The Micropaleoecology Framework: Evaluating biotic responses to global change through quantitative paleoproxy, microfossil, and ecological data integration

Team Members: Adam Woodhouse1,2, Anshuman Swain3,4, Jansen A. Smith5, Elizabeth C. Sibert6, Adriane R. Lam7, Jennifer A. Dunne8 and Alexandra Auderset9

1School of Earth Sciences, University of Bristol, Bristol, BS8 1RJ, UK; ORCID: 0000-0002-5877-8742; adam.woodhouse@bristol.ac.uk; 2University of Texas Institute for Geophysics, University of Texas at Austin, Austin, TX 78758, USA; 3Department of Organismic and Evolutionary Biology, 26 Oxford St., Harvard University, Cambridge, MA 02141, USA; 4Museum of Comparative Zoology, 26 Oxford St., Harvard University, Cambridge, MA 02141, USA; ORCID: 0000-0002-9180-2222; anshumanswain@fas.harvard.edu; 5Department of Earth and Environmental Sciences, University of Minnesota Duluth, 1049 University Drive, Duluth, MN 55812, USA; ORCID: 0000-0003-3771-2039; smithja@d.umn.edu; 6Department of Geology & Geophysics, Woods Hole Oceanographic Institution, 266 Woods Hole Road, Woods Hole, MA 02532, USA; ORCID: 0000-0003-0577-864X; esibert@whoi.edu; 7Department of Earth Sciences, Binghamton University, 4400 Vestal Parkway East, PO Box 6000, Binghamton, NY 13902; ORCID: 0000-0002-4131-1767 ; alam@binghamton.edu; 8Santa Fe Institute, 1399 Hyde Park Road, Santa Fe, NM 87501; ORCID: 0000-0002-3789-956; jdunne@santafe.edu; 9School of Ocean and Earth Science, University of Southampton, European Way, SO14 3ZH Southampton, UK; ORCID: 0000-0002-6316-4980; a.auderset@soton.ac.uk;

Brief Description

The microfossil record contains abundant, diverse, and well-preserved fossils spanning multiple trophic levels from primary producers to apex predators.

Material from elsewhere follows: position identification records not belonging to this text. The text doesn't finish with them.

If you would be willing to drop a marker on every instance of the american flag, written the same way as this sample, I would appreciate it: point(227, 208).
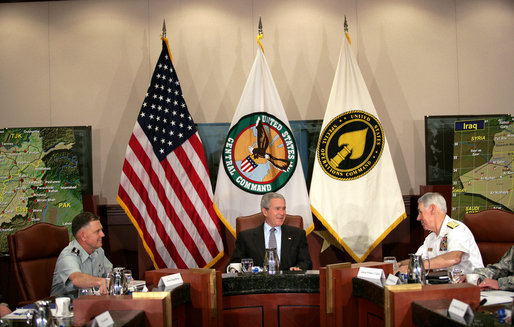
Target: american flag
point(165, 187)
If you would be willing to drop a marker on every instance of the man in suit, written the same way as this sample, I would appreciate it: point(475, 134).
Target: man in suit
point(291, 242)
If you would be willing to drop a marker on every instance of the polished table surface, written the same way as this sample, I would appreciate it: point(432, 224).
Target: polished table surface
point(435, 313)
point(121, 318)
point(263, 283)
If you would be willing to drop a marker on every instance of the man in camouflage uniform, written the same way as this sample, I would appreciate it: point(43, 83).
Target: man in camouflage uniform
point(498, 275)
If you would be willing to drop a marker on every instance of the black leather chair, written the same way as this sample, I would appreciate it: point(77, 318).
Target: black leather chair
point(33, 254)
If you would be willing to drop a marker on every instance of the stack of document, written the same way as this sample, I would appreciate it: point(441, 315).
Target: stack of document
point(496, 297)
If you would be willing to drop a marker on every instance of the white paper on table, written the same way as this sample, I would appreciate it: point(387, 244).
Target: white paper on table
point(496, 297)
point(18, 314)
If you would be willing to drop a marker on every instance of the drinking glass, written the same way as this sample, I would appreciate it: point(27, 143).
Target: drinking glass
point(128, 275)
point(86, 291)
point(247, 265)
point(454, 274)
point(393, 261)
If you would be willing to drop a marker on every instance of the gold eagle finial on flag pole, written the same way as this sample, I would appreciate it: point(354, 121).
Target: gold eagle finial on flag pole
point(260, 36)
point(165, 39)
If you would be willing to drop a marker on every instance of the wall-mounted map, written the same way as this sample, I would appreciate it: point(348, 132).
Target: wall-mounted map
point(483, 156)
point(39, 178)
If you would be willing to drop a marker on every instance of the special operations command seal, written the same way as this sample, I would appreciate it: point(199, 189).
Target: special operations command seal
point(350, 145)
point(260, 153)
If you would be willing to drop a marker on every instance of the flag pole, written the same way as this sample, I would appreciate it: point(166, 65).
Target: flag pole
point(163, 35)
point(260, 35)
point(346, 30)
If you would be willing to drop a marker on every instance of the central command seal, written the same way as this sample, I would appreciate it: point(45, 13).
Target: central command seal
point(350, 145)
point(260, 154)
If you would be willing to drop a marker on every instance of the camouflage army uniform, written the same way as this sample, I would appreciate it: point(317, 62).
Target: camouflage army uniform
point(503, 271)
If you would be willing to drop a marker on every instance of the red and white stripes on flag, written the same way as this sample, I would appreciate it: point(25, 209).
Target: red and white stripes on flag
point(165, 187)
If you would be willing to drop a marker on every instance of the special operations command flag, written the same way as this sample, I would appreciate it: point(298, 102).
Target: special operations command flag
point(260, 154)
point(354, 190)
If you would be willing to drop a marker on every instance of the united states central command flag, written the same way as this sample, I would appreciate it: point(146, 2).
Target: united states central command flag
point(260, 154)
point(354, 190)
point(165, 187)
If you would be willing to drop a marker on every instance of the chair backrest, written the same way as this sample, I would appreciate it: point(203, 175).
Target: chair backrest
point(247, 222)
point(493, 230)
point(34, 252)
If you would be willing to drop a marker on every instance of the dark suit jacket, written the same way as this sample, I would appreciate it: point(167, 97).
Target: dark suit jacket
point(295, 250)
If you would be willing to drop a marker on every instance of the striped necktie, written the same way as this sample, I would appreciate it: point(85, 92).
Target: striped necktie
point(272, 244)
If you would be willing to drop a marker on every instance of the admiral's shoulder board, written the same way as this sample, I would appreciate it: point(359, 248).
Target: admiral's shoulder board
point(452, 224)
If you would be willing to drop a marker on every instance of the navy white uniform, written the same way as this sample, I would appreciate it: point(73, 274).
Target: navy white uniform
point(453, 236)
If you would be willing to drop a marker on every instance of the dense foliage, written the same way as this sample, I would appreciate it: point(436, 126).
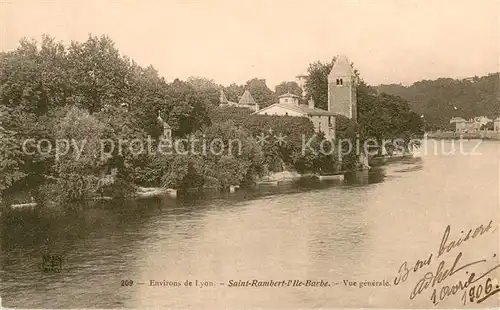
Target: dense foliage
point(440, 100)
point(380, 116)
point(82, 109)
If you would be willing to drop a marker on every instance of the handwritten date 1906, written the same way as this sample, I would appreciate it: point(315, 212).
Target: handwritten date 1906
point(480, 293)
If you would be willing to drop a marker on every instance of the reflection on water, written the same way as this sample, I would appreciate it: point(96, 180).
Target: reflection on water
point(360, 229)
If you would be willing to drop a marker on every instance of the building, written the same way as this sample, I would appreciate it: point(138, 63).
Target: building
point(167, 130)
point(289, 98)
point(323, 121)
point(341, 101)
point(246, 101)
point(342, 89)
point(467, 126)
point(496, 124)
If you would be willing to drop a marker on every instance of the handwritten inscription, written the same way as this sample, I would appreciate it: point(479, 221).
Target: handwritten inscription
point(434, 281)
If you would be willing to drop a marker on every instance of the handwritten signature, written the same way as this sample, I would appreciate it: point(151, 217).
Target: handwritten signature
point(443, 271)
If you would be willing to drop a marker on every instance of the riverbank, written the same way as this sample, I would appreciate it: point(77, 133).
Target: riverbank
point(145, 193)
point(451, 135)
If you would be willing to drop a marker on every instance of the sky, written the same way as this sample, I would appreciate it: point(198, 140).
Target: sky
point(389, 41)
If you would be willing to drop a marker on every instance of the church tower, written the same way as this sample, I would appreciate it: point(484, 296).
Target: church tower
point(342, 89)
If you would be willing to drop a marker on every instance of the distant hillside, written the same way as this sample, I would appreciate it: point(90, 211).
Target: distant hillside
point(441, 99)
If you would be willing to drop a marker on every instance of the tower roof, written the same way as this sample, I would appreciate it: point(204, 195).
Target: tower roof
point(247, 98)
point(288, 95)
point(222, 98)
point(341, 67)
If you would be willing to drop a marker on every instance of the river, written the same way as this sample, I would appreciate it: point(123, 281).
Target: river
point(361, 229)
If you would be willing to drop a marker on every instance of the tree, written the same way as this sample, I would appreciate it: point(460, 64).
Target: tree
point(11, 163)
point(233, 92)
point(207, 88)
point(99, 76)
point(187, 110)
point(441, 99)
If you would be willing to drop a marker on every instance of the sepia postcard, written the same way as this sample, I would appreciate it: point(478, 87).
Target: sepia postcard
point(286, 154)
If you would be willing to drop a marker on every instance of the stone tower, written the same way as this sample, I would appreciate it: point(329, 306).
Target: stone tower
point(342, 89)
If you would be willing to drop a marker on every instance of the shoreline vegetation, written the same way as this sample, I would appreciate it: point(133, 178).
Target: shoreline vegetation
point(452, 135)
point(88, 91)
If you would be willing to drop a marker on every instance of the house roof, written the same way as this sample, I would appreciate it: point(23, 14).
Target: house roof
point(247, 98)
point(288, 95)
point(300, 109)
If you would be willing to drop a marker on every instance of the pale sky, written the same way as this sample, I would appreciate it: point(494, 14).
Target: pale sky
point(389, 41)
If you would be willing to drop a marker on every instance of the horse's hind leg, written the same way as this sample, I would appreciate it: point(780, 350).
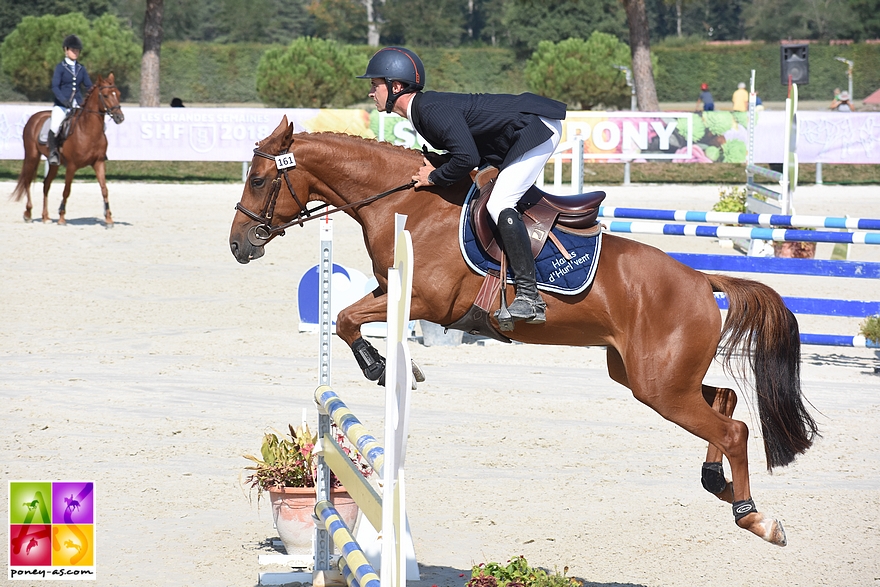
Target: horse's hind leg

In addition, microfossils often constitute and are preserved in high abundances alongside continuous high-resolution geochemical proxy records. These microfossil characteristics mean that they can provide valuable context for understanding the modern climate and biodiversity crises by allowing for the investigation of spatiotemporal scales well beyond what is available in neo-ecological research. Here we formalize a research framework of “micropaleoecology” which builds on a holistic understanding from the organism to ecosystem level, integrating geochemical proxy records with microfossil records and metrics, and drawing on mechanistic models and systems-level statistical analyses to integrate among disparate records. Using multiple proxies and mechanistic mathematical frameworks extends analysis beyond traditional correlation-based studies of paleoecological associations and builds a greater understanding of past ecosystem dynamics. The goal of micropaleoecology is to investigate how environmental changes impact the component and emergent properties of ecosystems through the integration of multi-trophic level body fossil records (primarily using microfossils, and incorporating additional macrofossil data where possible) with contemporaneous environmental (biogeochemical, geochemical, and sedimentological) records. Micropaleoecology, with its focus on integrating ecological metrics within the context of paleontological records, facilitates a deeper understanding of the response of ecosystems across time and space to better prepare for a future Earth under threat from anthropogenic climate change.